Jay J. Levy & Sharon Levy (Brazil 1966–68)

Monday, November 21
5:36 pm

STEPPING OFF THE PLANE in Rio de Janeiro more than 20 years ago as newly trained Peace Corps Volunteers, most of us felt we were going to change things for the poor people of Brazil. After all, we had been trained in basic health skills and community development strategies. The formula for success was simple. All we had to do was make sure everyone boiled their water and sent their kids to school each day. And, of course, we would work to identify community leaders so that they could organize the poor to have a better life.

Much, much later we would realize the formula for success was infinitely more complicated – that, in fact, the Brazilians had taught us much more about our own country than we had managed to teach them about overcoming poverty and powerless in theirs.

After all, how could they follow our advice to boil water when they had no money to buy fuel to heat the water. How could their kids go to school – we’re talking 4-5 kids minimum per family – when the costs of mandatory uniforms, books, paper and pencils had to come from the parents’ own pockets. How could indigenous community leaders blossom when men had to work blistering 10-hour/six-day shifts while women with infants and babies to care for put in dawn-to-midnight work weeks with nary a day’s rest.

While it took a long time for the relentless reality of day-to-day urban slum life to teach us enthusiastic young idealists about the Third World, it did not take nearly as much time for us to receive a new perspective on the comfortably rich and powerful society we had to recently left.

We served in Brazil during the Vietnam War and many times it became the first topic of conversation when people in the favelas learned we were norteamericanos.
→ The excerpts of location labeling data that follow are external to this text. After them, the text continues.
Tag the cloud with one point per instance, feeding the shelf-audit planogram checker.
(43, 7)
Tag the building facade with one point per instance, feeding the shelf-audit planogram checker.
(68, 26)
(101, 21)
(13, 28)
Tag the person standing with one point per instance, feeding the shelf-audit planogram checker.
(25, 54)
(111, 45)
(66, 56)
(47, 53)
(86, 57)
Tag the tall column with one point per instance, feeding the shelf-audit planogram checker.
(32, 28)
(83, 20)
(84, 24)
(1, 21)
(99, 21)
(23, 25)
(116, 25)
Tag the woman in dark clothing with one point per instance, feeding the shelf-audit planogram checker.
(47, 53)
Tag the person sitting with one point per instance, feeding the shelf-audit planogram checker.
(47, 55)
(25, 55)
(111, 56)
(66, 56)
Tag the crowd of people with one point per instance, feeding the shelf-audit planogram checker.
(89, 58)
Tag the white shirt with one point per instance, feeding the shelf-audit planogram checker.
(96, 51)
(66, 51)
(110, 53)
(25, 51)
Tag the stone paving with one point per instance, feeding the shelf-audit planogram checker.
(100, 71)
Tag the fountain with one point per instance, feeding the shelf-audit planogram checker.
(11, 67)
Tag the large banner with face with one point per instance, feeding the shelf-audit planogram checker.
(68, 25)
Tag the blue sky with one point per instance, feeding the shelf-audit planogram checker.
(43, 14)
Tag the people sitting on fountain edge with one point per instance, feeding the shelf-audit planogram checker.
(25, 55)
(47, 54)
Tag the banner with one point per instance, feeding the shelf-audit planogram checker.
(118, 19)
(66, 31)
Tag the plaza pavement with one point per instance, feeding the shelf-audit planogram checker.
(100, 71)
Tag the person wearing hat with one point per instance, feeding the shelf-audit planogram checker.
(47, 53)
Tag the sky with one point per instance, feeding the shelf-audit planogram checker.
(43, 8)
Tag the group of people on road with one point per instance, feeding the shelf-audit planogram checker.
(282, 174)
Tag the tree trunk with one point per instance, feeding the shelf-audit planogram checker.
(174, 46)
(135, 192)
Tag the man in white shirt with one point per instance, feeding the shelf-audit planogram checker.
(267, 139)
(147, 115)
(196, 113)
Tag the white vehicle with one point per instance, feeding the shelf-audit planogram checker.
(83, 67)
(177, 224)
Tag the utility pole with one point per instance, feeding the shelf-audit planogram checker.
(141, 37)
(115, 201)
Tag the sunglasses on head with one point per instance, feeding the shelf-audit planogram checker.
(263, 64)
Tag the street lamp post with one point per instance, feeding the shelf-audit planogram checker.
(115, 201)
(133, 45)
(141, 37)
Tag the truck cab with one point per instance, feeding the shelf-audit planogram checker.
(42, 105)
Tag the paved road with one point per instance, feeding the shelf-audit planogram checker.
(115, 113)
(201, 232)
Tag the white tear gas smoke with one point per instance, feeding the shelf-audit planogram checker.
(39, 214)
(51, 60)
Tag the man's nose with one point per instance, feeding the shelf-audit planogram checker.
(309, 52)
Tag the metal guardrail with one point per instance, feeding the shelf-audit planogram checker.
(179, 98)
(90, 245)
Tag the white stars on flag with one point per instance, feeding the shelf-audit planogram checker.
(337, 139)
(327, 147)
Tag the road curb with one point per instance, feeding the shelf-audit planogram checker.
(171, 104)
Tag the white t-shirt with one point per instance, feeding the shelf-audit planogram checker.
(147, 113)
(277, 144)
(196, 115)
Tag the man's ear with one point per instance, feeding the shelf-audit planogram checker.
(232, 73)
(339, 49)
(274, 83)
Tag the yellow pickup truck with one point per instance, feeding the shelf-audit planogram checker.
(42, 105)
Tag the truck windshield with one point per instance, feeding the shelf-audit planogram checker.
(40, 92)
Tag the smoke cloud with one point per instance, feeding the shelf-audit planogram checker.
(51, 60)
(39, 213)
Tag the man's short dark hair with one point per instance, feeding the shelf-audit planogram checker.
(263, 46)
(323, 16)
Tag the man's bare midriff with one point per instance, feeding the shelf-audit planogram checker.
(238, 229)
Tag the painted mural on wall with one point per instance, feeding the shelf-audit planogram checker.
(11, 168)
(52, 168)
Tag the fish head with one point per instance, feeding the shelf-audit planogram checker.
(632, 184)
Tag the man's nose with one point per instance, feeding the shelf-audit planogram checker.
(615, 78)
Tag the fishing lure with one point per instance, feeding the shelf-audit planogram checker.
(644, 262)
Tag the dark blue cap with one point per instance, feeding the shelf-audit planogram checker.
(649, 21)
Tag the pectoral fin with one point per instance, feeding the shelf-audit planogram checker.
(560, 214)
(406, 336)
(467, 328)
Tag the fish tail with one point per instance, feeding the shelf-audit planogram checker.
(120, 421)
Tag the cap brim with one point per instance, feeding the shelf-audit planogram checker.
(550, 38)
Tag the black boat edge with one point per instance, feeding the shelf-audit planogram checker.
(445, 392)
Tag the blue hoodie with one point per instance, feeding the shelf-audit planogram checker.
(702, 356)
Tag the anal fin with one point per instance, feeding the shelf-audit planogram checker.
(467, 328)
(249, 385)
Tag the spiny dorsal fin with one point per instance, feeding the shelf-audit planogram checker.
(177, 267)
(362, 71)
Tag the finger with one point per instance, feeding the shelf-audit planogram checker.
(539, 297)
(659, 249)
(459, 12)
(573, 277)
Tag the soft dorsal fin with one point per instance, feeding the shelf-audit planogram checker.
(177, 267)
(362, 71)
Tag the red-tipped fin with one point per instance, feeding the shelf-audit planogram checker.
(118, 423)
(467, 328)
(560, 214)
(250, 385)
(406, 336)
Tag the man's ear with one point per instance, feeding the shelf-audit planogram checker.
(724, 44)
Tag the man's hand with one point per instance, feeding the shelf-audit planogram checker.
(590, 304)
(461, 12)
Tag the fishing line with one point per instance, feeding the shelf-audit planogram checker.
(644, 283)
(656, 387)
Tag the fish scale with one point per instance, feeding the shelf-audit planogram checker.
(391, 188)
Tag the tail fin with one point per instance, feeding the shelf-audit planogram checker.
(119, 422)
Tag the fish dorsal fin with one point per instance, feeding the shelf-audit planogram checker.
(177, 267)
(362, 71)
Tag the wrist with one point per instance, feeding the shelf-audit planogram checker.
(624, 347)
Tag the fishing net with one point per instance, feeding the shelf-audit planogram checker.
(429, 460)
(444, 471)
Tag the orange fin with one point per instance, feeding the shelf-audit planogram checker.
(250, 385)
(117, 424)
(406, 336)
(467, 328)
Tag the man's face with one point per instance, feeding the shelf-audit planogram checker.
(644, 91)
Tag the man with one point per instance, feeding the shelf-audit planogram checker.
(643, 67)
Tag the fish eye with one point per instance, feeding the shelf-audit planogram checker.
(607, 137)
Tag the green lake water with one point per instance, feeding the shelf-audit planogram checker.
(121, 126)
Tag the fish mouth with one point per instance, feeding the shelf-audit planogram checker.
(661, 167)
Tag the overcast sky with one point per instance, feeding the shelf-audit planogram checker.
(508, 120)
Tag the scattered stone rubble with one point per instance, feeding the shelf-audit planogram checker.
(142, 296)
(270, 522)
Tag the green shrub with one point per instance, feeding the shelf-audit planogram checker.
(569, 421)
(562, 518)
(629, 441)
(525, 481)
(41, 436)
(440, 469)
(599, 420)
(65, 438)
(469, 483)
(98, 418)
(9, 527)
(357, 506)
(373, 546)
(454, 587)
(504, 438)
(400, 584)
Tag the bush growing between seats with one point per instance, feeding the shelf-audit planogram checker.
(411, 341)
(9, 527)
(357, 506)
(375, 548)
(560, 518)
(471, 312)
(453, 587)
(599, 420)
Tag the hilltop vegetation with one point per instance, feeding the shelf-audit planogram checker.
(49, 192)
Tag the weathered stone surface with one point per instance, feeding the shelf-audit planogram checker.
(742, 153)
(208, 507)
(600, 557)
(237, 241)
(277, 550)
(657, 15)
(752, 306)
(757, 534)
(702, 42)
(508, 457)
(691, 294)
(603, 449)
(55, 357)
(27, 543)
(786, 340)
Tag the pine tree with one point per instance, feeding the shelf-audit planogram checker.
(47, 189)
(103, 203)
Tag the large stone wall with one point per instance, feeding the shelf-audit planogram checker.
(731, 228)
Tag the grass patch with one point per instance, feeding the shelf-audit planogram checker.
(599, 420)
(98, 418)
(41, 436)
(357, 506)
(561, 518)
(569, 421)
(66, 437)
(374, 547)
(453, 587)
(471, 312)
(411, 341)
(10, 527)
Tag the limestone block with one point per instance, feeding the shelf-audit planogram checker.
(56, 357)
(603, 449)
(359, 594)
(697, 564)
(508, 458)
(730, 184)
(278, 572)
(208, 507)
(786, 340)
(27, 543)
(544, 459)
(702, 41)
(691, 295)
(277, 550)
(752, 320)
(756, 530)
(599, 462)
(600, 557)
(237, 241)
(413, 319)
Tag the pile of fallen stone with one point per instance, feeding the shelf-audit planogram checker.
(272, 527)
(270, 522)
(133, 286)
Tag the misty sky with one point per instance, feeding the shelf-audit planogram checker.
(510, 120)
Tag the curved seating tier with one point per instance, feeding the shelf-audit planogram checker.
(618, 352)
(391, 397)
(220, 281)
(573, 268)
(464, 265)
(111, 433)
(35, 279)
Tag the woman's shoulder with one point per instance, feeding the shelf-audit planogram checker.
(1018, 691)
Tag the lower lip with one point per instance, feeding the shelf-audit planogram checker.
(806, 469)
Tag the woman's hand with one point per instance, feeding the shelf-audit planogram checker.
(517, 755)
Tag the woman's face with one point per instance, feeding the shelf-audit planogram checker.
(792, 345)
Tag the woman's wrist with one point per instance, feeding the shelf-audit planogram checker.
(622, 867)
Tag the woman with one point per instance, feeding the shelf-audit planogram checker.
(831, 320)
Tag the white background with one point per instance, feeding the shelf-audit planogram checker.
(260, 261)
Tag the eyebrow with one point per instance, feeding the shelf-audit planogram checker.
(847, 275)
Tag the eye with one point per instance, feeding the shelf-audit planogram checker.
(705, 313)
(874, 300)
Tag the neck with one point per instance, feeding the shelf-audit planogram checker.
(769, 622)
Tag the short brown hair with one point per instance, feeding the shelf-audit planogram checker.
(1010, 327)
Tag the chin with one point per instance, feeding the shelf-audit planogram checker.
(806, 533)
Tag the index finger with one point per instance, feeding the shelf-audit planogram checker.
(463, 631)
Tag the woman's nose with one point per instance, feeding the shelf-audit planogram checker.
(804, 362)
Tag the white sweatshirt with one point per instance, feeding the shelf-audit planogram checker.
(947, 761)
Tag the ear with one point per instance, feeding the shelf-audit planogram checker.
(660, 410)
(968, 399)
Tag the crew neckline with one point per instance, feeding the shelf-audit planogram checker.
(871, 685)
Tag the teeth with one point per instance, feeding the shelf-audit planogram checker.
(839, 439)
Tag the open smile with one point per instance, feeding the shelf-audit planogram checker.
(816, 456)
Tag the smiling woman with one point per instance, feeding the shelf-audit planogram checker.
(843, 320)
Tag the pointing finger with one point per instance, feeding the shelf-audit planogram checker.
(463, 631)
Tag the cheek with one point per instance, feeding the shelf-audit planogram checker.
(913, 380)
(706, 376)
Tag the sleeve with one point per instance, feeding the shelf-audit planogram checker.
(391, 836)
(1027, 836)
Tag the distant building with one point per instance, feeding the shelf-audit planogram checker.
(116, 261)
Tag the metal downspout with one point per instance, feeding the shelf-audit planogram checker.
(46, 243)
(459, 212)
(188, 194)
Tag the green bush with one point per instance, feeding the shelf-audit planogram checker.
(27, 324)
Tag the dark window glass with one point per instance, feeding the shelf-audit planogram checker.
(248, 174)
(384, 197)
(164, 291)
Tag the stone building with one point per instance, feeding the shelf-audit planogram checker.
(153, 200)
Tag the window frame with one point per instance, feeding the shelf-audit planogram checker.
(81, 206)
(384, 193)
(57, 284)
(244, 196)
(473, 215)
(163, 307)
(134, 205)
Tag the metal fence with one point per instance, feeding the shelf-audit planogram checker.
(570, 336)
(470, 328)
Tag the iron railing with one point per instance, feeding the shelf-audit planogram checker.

Some of these poor Brazilians couldn’t read or write, others couldn’t afford the price of a small radio or even a newspaper. Especially interesting was the fact that since Brazil was an anti-communist military dictatorship, whatever the citizens in the street did learn from the media was certainly not slanted against the U.S. Quite the contrary; the U.S. was a strong ally of Brazil.

But despite this pro-U.S. slant by media and government, the poor people of Brazil knew what was going on in Southeast Asia. Invariably they would ask us, “What is the greatest and most powerful country on earth doing in Vietnam, a nation halfway around the world and of no possible importance to you?”

This question was asked without rancor but with total inquisitiveness, as though the Brazilians were thinking “well, I’m finally face-to-fact with a real, live American, a college educated one at that, and at last I’m going to hear the reason for the war.” But then we would shake our heads in response and state we had no idea why our countrymen were burning rice fields and destroying villages. Self-consciously we explained our presence in their country as Peace Corps Volunteers was an effort to do all the things that weren’t being done in Vietnam.

Later on we were embarrassed when a noted university professor refused our invitation to speak at a Peace Corps one-year conference about Afro-Brazilian culture. The reason he gave was brief and concise. With the U.S. wreaking havoc on a poor nation in Asia and his students being tear gassed with U.S.-supplied shells when they publicly objected to the war, he could not participate in a U.S. Peace Corps event and face his students in class the next day.

Through the years we have reflected on our Peace Corps experience, with our friends and family and especially our children. It was the richest and most enlightening experience of our lives. It taught us from the bottom up the experience that four-fifths of the world must live through each day. It showed us that well-meaning idealists from technological societies couldn’t solve all age-old problems in those lands. But most of all it showed us that our own country was making those problems more difficult to solve with its misplaced emphasis on weapons and force as tools of so-called change in the Third World.

Sadly, 20 years later we see the same scenario being played out. Two-thirds of all U.S. foreign aid today goes for “security assistance,” not for food or technical help. More than $3 billion has gone to El Salvador since 1980. But do its citizens enjoy a better quality of life than they did before this so-called security assistance was heaped on their government? Are infant mortality rates down, health service delivery improved and protection against death squads increased? Are the Nicaraguan people better off since U.S.-financed mercenaries began burning health clinics, killing medial personnel and kidnapping farmers? Are the people of Grenada better off today, five years after the U.S. armed forces launched an invasion and occupied that tiny island?

Bringing it all back home – as the Peace Corps slogan goes – are we as Americans better off, more secure and more sound economically, after this decade’s three trillion dollar expenditure for defense?

We left these shores as proud Volunteers in a great new experience. Little could we have realized then that in the two decades which have passed since we returned, the philosophy and ideals of the Peace Corps would do nothing more than flicker faintly in the hurricane of U.S. policy contrary to all we worked for as members of America’s unarmed services.